Long Châu is a ward in Vĩnh Long province, serving as the administrative center of Vĩnh Long province. The ward has the following geographical location:

- To the north, it borders An Bình commune (separated by the Cổ Chiên river).
- To the south, it borders Phước Hậu ward and Tân Hạnh ward.
- To the west, it borders Tân Ngãi ward.
- To the east, it borders Thanh Đức ward.

== History ==
Prior to 2025, the current Long Châu ward was formerly ward 1, ward 9, and Trường An ward of Vĩnh Long city, Vĩnh Long province.

On June 12, 2025, the National Assembly of Vietnam issued Resolution No. 202/2025/QH15 on the reorganization of provincial-level administrative units. Accordingly:

- Vĩnh Long province was established by merging the entire area and population of Bến Tre province, Vĩnh Long province, Trà Vinh province.
- After the reorganization, the new Vĩnh Long province has an area of 6,296.20 km^{2} and a population of 4,386,100 people, with a population density of 696 people/km^{2}.

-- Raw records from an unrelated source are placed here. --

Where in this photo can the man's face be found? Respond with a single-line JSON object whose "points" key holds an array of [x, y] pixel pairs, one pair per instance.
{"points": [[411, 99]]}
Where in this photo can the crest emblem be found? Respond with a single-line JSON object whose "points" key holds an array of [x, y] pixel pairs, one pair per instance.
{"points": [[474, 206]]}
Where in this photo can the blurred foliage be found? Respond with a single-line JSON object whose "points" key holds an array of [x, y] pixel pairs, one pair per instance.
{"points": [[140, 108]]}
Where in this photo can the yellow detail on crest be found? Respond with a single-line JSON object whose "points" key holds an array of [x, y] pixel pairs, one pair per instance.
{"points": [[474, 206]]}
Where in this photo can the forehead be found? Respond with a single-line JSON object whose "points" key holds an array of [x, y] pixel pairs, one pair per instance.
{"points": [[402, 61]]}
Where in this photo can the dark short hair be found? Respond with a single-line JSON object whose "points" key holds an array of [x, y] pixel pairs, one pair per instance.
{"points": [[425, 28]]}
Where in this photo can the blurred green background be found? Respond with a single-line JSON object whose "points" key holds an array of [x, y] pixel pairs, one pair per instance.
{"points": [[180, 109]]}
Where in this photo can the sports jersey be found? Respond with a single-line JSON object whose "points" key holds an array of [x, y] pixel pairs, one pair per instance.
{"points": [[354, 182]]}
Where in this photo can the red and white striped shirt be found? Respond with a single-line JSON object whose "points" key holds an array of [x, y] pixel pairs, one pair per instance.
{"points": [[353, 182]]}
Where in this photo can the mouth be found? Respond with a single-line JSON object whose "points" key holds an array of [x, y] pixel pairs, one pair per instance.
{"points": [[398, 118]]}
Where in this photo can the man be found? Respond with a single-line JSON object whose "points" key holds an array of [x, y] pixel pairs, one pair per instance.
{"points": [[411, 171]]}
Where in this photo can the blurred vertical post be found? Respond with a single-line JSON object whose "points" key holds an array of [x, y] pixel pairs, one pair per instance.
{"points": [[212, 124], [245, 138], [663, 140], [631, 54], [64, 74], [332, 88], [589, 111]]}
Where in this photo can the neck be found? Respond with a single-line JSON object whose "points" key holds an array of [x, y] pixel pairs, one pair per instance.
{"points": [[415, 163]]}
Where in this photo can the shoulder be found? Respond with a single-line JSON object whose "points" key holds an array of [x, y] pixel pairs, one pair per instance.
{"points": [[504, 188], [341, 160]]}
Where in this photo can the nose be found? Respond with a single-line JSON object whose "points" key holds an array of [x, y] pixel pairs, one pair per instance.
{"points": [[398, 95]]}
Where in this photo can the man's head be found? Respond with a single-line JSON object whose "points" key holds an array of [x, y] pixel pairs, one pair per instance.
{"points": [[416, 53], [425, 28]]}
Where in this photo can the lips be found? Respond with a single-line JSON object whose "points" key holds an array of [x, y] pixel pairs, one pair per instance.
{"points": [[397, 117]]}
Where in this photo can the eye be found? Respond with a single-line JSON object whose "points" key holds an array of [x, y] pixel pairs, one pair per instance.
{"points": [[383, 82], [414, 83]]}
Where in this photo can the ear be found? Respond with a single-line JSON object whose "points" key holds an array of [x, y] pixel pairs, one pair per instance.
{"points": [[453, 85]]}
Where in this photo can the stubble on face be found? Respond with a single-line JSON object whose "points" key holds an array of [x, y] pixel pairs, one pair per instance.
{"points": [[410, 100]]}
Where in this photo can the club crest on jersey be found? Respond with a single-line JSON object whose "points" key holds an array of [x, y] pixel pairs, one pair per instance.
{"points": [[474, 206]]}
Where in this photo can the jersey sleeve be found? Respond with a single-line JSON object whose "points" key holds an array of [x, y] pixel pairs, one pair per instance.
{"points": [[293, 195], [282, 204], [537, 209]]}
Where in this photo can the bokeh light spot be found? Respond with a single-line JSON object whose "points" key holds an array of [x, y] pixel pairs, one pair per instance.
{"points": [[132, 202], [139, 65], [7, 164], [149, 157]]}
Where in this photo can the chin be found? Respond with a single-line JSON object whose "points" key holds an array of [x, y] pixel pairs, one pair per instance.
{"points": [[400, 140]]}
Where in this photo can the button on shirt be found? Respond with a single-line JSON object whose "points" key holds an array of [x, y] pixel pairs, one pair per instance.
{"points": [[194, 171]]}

On June 16, 2025, the Standing Committee of the National Assembly of Vietnam issued Resolution No. 1687/NQ-UBTVQH15 on the reorganization of commune-level administrative units in Vĩnh Long province. Accordingly:

- Long Châu ward was established by merging the entire area and population of the ward 1, 9 and Trường An ward (part of the former Vĩnh Long city).

== Administrative divisions ==
Long Châu ward is divided into 21 neighborhoods: 1, 2, 3, 4, 5, 6, 7, 8, 9, 10, 11, 12, Hùng Vương, Hưng Đạo Vương, Lê Văn Tám, Nguyễn Du, Nguyễn Thái Học, Tân Quới Đông, Tân Quới Tây, Tân Quới Hưng, Tân Vĩnh.